The thing with infertility (like most losses, and yes, it is a loss), is that you are fine (well, mostly “fine”) with it for a few weeks, or even months at a time, then suddenly, something will happen, and you will have an off day; and feel sorry for yourself. It comes like a flash flood….a wave. It almost paralyzes you. It isn’t fun to experience. You feel that there is no way out…that no one understands. Then, after a few hours (thankfully, the real hard part only lasts a few hours or maybe a day or so), it will pass, and you can get back to your regularly-scheduled life. And that’s ok. I am allowing myself to feel that. I don’t want to take over and to cripple me. I have been there (depression) a few times, and it is not fun. But for a few hours, or a day, I will let myself be sad, and then I will usually snap out of it. If it gets really bad, I will go to some of the infertility groups on Facebook, or I will talk with one of sisters, or mom. Sometimes, I talk with hubby…he usually help me that much. He is pretty good at reading me…and although I will usually have to bring it up, he can usually already tell…and will try to say something encouraging.
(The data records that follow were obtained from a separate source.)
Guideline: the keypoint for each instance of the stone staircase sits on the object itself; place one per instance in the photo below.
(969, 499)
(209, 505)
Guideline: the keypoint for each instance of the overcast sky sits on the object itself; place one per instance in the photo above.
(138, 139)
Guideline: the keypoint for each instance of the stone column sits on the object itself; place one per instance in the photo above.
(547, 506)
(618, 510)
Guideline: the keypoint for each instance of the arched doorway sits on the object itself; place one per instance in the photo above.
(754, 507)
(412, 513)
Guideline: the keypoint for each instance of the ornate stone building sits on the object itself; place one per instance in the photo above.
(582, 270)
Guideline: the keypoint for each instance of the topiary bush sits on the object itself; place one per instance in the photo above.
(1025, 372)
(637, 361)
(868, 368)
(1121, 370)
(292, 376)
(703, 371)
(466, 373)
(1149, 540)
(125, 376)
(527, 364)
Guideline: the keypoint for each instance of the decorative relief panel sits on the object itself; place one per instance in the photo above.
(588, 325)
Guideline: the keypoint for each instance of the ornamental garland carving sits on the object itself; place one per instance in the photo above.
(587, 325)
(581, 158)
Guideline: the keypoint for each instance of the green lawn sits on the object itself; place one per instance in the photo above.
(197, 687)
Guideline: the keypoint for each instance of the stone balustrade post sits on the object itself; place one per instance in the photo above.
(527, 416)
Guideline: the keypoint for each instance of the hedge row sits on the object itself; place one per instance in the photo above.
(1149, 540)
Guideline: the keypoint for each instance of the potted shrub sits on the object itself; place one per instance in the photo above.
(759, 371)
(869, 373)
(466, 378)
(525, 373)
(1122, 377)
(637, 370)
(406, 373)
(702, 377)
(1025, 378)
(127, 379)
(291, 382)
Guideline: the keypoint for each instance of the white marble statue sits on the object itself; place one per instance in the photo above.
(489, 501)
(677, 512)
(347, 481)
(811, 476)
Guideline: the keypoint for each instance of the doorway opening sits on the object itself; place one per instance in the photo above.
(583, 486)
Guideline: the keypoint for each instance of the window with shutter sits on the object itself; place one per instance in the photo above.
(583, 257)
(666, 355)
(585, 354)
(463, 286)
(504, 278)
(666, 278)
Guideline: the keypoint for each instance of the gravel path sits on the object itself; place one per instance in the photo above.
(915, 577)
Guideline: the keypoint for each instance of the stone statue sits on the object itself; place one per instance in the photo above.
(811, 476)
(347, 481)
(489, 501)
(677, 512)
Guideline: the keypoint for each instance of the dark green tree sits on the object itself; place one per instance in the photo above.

Grief can come on so suddenly…it strikes when you least expect it…it can be in the form of something so “small”, like a Pamper commercial, or a Gerber Baby commercial. It is sad, really. Or, it can be something SO huge and monumental, like a friend or a family member having a baby (or announcing it), baby showers (I rarely go to those anymore), pregnancy / adoption announcements on Social Media, or seeing a cute baby while out shopping. Don’t forget the cute clothes and toys!!! Those can also trigger it sometimes. When it last really hit me was when I read an article about infertility in a magazine. I think it was talking about IVF, and I just got super down about it all.
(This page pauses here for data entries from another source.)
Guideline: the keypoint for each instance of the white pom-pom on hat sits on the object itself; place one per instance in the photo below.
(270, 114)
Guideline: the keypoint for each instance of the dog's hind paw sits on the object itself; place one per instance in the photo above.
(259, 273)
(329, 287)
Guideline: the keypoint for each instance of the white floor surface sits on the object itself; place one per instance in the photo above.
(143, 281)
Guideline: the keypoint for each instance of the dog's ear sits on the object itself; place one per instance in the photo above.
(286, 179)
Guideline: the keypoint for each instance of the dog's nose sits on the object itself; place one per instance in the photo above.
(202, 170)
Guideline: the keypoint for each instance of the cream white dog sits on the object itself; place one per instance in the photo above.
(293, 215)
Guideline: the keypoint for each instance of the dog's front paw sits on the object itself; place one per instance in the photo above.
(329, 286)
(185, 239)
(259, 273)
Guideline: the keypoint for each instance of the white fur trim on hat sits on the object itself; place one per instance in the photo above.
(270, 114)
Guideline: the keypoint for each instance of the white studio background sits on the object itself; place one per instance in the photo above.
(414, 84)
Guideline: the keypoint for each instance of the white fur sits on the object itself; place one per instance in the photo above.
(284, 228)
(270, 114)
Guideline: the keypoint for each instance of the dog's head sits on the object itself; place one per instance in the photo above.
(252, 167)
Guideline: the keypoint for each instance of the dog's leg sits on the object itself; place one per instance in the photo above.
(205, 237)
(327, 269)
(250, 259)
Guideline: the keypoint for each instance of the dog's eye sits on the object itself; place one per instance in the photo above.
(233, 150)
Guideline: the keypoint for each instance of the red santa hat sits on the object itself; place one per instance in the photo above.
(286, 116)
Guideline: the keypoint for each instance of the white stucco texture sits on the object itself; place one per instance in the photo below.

The thing is, grief is never planned. It always creeps up on you, usually with little to no warning. Very few people “get” the grief that is infertility. They certainly don’t think of it as a loss. When you lose someone you love, there are the Seven Stages of Grief. There are groups, books, etc., to help you. There are very few books, support groups, and virtually no stages of grief when it comes to infertility. Counsellors barely (if at all) know on how to counsel in this area. So, I am learning as I go (hubby, too, I am sure). It isn’t easy. It is hard. But, I guess this is what God wants me to undertake. If I help one person, whether through blogging, or in real life, then I will feel that it has been worth it.